2009/2/18 Tyson Whitehead
On February 17, 2009 19:24:44 Max Bolingbroke wrote:
2009/2/17 Tyson Whitehead
: (compiled with ghc 6.10 with options -O2 -ddump-simpl)
That should have been -ddump-stranal instead of -ddump-simpl.
Right. Mystery solved. In case you were wondering, the reason the other two lambdas in "digit" are not worker/wrappered is because GHC only performs strictness analysis on lambdas that occur /immediately/ in the binding. So increasing the arity of digit is CRUCIAL to getting your program to compile well, as that will cause: * Strictness analysis on the inner lambdas * Inlining of lvl_s1mF * Fewer updateable thunks to be created by callers (as we won't try to cache the results of a partial application)
I was wondering why lvl_s1mF is not being inlined into a_s1Gv in the core at the bottom of this email as that is the only place it is ever referenced.
The relevant GHC code is SimplUtils.preInlineUnconditionally. It looks like it dosen't get inlined for two reasons: 1) It's not a manifest lambda (it's an application) so inlining inside another lambda would change the number of times the FVs of lvl_s1mF might occur
I have to confess my ignorance here as my google fu failed and so I still don't know what a manifest lambda is (other than not a application). : )
Sorry :-). Manifest lambdas are just lambdas that occur manifestly! So e.g.: f = \x -> g x HAS a manifest lambda, whereas: f' = g Does NOT have one. No lambda immediately starts the binding. Lambdas, manifest or otherwise, are important in this context because any value with a leading lambda is certainly very cheap and so can be inlined inside other lambdas - which is what you are trying to achieve with lvl_s1mF. (snip code and explanation)
I just finished adding the Parse q Int type to help with email line wrapping. As I alluded to in my original email, if I don't have the Int overflow check in digit, it is not chosen as the loop breaker, all the StateT stuff is compiled away, and you get a really nice efficient assembler loop (which is important because the final FSM has to actually chew through GBs of data).
The part of the code under the first lambda in digit is as follows (I didn't keep the original dump, so the uniques have changed here).

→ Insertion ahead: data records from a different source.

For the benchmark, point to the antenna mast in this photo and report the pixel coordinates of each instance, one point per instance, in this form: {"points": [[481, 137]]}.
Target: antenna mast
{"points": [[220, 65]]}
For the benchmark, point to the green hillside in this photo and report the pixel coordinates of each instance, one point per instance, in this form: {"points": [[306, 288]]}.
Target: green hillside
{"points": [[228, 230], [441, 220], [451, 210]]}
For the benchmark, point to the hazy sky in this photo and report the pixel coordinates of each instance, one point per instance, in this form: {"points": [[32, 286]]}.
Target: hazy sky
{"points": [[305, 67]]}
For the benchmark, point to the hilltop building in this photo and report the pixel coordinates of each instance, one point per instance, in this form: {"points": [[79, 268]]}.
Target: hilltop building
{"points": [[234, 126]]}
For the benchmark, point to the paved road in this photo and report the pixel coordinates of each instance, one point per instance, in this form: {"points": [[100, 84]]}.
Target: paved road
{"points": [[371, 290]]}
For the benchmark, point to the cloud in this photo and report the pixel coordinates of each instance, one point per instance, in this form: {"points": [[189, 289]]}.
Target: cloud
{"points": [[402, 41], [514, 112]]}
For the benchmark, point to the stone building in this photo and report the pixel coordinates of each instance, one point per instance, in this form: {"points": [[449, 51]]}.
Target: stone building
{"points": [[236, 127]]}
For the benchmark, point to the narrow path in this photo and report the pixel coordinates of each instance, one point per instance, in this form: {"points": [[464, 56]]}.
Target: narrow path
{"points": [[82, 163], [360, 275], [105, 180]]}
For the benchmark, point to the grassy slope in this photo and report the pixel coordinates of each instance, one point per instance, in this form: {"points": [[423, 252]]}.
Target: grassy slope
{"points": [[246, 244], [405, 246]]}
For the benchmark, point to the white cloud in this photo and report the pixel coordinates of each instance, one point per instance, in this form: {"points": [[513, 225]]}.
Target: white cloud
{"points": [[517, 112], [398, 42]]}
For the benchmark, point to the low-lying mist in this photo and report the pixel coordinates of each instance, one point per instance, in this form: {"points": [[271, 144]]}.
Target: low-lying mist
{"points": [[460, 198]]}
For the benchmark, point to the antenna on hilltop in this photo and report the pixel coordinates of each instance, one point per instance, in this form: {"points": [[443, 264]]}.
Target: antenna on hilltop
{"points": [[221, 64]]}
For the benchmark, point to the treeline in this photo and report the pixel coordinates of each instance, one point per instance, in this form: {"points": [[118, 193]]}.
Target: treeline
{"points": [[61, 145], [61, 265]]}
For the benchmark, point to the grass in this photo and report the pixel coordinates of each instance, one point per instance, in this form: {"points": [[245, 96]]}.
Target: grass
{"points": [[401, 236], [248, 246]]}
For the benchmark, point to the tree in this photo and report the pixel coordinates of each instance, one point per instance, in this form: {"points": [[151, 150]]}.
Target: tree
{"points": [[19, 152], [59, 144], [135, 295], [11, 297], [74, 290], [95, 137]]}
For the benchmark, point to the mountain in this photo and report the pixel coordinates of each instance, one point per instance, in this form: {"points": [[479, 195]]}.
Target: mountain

It's the second part of the Int overflow bounds check (i.e., y <= (maxBound-x)`div`10), and, indeed, something you don't want to compute unless the easy check fails.
Yes - GHC wants to share the work of (maxBound-x)`div`10 between several partial applications of "digit". This is usually a good idea, but in this case it sucks because it's resulted in a massively increased arity. IMHO GHC should fix this by: * Marking divInt# INLINE in the base library. This would result in your code would just containing uses of quotInt# * Making some operations cheap even if they may fail (PrimOp.primpOpIsCheap should change). Though this might mean that we turn non-terminating programs into terminating ones (such operations get pushed inside lambdas) but this is consistent with our treatment of lambdas generally. Actually, your divInt# call wouldn't even usually be floated out to between two lambdas, but at the time FloatOut runs there is something in between the \x lambda and the lambdas from the state monad - the monadic bind operator! So FloatOut feels free to move the computation for "x" up even though that >>= will go away as soon as we run the simplifier. What a disaster! For me, making digit INLINE fixes all this, but that's probably because the context of my code is not the same as yours (I had to invent parts of a program to bind the bs, q and n variables). For your immediate problem, I would suggest this bit of GHC witchdoctory: where digit :: Int -> ParseInt Int Int digit !x = do !y <- lift get ( if y <= (maxBound-9)`quot`10 || y <= ghc_hacks then let !y' = y*10+x in (lift $ put y') >> s2 else throwError "integer overflow" ) where {-# INLINE ghc_hacks #-} ghc_hacks = (maxBound-x)`div`10 With luck, this should make the loop-invariant cheap in GHC's eyes, preventing it from trying to share it. It works for me - but like I say things may differ in your program.
In general, the -ddump-inlinings flag is useful for working out why something wasn't inlined - but it wouldn't have helped you in this case, because it only dumps information about inlining at call sites, and you actually want an unconditional inlining to occur.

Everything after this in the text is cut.